Initially, 81 patients were identified, and after exclusions, 59 patients with 75 transplanted teeth (56 premolars, 19 molars) were included. Data of the latter were analysed in this study. Fourteen patients had undergone a transplantation of molars (wisdom teeth) and 53 of premolars. Reasons for drop outs can be seen in Fig. 1. Overall mean age at transplantation was 13.53 years (SD 2.67), the mean age for premolar transplantation being 12.38 years (SD 1.33) and for molars being 16.91 years (SD 2.78). Mean observation time for premolars was 4.06 years (SD 2.44, range 0.64–12.28 years), while for molars the mean was 3.63 years (SD 3.00, range 0.44–10.10 years). Mean observation time for all included teeth was 3.95 years (SD 2.58, range 0.44–12.28 years). Table 1 displays the distribution of transplantations per location, use of enamel matrix proteins and surgeon.

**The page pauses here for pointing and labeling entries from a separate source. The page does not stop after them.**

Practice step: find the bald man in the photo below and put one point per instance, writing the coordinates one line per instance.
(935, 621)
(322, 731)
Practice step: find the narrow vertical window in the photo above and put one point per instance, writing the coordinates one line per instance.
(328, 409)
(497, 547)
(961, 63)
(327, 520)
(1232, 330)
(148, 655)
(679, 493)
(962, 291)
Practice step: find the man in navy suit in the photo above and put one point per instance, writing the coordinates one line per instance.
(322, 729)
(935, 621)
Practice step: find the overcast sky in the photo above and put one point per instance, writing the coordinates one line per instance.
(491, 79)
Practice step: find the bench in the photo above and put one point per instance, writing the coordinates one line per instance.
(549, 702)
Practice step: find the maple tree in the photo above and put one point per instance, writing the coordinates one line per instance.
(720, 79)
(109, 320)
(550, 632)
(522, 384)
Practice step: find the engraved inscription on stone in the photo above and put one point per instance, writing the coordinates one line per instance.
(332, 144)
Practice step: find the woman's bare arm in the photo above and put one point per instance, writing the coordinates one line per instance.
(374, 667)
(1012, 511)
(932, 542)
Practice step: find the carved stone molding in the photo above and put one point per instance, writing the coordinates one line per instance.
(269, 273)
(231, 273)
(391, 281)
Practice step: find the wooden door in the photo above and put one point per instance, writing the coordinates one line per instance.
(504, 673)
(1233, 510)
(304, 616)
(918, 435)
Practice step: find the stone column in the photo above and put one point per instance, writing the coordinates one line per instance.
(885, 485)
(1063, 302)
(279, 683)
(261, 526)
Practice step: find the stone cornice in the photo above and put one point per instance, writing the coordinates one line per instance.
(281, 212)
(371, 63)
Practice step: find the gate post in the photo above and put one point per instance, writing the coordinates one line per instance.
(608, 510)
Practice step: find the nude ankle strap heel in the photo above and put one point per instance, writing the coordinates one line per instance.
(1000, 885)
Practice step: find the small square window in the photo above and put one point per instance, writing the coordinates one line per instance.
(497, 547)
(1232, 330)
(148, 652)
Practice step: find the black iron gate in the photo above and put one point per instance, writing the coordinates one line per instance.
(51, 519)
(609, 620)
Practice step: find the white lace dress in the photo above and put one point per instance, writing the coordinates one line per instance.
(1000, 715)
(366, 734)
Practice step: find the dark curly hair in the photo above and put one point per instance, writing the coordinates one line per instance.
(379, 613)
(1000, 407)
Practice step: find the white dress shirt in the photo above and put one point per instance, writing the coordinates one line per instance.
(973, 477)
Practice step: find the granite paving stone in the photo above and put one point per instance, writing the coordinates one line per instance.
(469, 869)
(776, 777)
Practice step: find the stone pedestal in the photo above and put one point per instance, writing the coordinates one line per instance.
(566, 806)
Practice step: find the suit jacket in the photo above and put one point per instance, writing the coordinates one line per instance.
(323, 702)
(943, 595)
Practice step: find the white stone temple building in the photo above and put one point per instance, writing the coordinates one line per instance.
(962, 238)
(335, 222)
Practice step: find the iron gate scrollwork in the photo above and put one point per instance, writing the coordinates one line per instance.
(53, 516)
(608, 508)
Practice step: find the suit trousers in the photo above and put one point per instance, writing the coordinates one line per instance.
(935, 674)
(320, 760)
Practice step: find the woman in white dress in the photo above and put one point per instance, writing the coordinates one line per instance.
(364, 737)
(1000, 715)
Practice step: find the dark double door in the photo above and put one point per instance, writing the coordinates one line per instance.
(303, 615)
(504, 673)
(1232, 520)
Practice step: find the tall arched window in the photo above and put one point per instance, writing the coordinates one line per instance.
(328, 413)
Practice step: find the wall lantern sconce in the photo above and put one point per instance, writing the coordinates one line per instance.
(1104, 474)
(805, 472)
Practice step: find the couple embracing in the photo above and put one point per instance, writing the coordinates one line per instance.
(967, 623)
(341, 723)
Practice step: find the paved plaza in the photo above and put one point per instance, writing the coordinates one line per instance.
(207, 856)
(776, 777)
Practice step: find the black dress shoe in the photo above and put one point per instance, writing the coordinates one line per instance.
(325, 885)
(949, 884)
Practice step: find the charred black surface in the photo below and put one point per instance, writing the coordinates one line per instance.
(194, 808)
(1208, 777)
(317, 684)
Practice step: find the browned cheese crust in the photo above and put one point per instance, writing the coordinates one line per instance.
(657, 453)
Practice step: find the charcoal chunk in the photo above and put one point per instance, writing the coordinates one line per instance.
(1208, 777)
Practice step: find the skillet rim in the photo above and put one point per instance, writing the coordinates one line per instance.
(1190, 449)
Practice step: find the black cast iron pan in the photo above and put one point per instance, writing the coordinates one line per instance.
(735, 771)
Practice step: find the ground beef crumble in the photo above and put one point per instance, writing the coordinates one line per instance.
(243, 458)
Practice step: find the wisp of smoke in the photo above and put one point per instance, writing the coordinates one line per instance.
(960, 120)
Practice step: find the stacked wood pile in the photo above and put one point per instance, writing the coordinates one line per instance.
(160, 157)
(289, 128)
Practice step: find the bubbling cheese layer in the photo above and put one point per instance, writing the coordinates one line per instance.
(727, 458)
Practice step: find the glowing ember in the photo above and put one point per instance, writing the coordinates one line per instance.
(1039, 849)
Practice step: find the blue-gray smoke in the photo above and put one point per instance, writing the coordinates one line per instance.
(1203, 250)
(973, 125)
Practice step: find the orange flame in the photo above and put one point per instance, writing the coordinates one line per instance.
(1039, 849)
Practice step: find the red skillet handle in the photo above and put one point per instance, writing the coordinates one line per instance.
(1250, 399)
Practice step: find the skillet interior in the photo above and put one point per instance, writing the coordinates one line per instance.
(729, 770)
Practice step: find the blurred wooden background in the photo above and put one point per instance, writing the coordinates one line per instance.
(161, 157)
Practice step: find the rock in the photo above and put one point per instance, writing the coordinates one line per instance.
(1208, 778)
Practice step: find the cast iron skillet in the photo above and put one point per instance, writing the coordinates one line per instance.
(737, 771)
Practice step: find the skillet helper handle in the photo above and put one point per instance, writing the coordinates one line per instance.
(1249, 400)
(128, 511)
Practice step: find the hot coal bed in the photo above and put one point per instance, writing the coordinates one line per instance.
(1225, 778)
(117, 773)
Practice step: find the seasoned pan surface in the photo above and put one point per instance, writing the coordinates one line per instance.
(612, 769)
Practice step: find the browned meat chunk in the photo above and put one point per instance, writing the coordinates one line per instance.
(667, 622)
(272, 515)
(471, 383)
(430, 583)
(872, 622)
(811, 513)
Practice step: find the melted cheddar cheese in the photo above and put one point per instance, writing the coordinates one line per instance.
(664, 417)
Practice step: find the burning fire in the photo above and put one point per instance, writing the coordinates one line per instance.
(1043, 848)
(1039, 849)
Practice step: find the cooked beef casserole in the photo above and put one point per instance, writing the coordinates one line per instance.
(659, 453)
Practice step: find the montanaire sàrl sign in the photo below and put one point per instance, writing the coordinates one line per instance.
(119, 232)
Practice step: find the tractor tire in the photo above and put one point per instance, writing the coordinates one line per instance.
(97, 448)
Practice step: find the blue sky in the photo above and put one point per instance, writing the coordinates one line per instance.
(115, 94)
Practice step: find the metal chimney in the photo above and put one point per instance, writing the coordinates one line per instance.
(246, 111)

Kaplan-Meier cumulative success rate estimation at 10 years for all teeth was 59.6 %. When success was computed for each tooth type separately, premolars showed a 10-year success rate of 81.6 %, whereas molars showed 33.8 % for the same time period, the difference being highly significant (p < 0.001) (Fig. 2). No significant evidence of association was observed between success and root development stage (p = 0.13), use of enamel matrix proteins (p = 0.10), apex width (p = 0.59) or the recipient area (p = 0.48). However, strong associations between success and surgeon (p = 0.001) and success and tooth type (p < 0.001) were identified (Table 2). Kaplan-Meier plots for root development, use of enamel matrix proteins, apex width and surgeon are shown in Figs. 3, 4, 5, 6 and 7.
Fig. 1

Patient flow chart

Table 1

Distribution of transplantations per location, use of enamel matrix proteins and surgeon

 

All teeth (75)

Premolars (56)

Molars (19)

Recipient area

   

 Maxilla

10 (13.5 %)

5 (8.9 %)

5 (26.3 %)

 Mandible

65 (86.7 %)

51 (91.1 %)

14 (73.7 %)

Enamel matrix proteins

   

 Yes

34 (45.3 %)

27 (48.2 %)

7 (36.8 %)

 No

41 (64.7 %)

29 (51.8 %)

12 (63.2 %)

Surgeon

   

 1

31 (41.3 %)

28 (50.0 %)

3 (15.9 %)

 2

22 (29.3 %)

13 (23.2 %)

9 (47.4 %)

 3

22 (29.3 %)

15 (26.8 %)

7 (36.8 %)

Fig. 2

Kaplan-Meier plot comparing success of premolars and molars

Table 2

Analysis of associations between success and potentially influencing factors using the log-rank test. p values <0.05 were considered to be statistically significant

Success

p value

Tooth type (premolars/molars)

<0.001

Root development (<3/4, 3/4, >3/4)

0.13

Enamel matrix protein use (yes/no)

0.10

Apex width (>2/<2 mm)

0.59

Recipient area (maxilla/mandible)

0.48

Surgeon (1, 2, 3)

0.001

Fig. 3

Kaplan-Meier plot comparing success of three grouped root development stages

Fig. 4

Kaplan-Meier plot comparing success of transplantations with or without use of enamel matrix proteins

Fig. 5

Kaplan-Meier plot comparing success of teeth with apex larger or smaller than 2 mm

Fig. 6

Kaplan-Meier plot comparing success of the recipient sites (mandible/maxilla)

Fig. 7

Kaplan-Meier plot comparing success of the three surgeons

Discussion

Our sample showed a vast range of observation periods. This can be explained by the fact that failures, when they happened, often occurred at an early stage after transplantation. In contrary, some teeth had been observed over a long period of time for protocol reasons (consecutive patients). Since only few successful transplantations had observation times shorter than 1 year and by analysing censored data using Kaplan-Meier and log-rank tests with failure as the event, results account for the wide range of observation periods.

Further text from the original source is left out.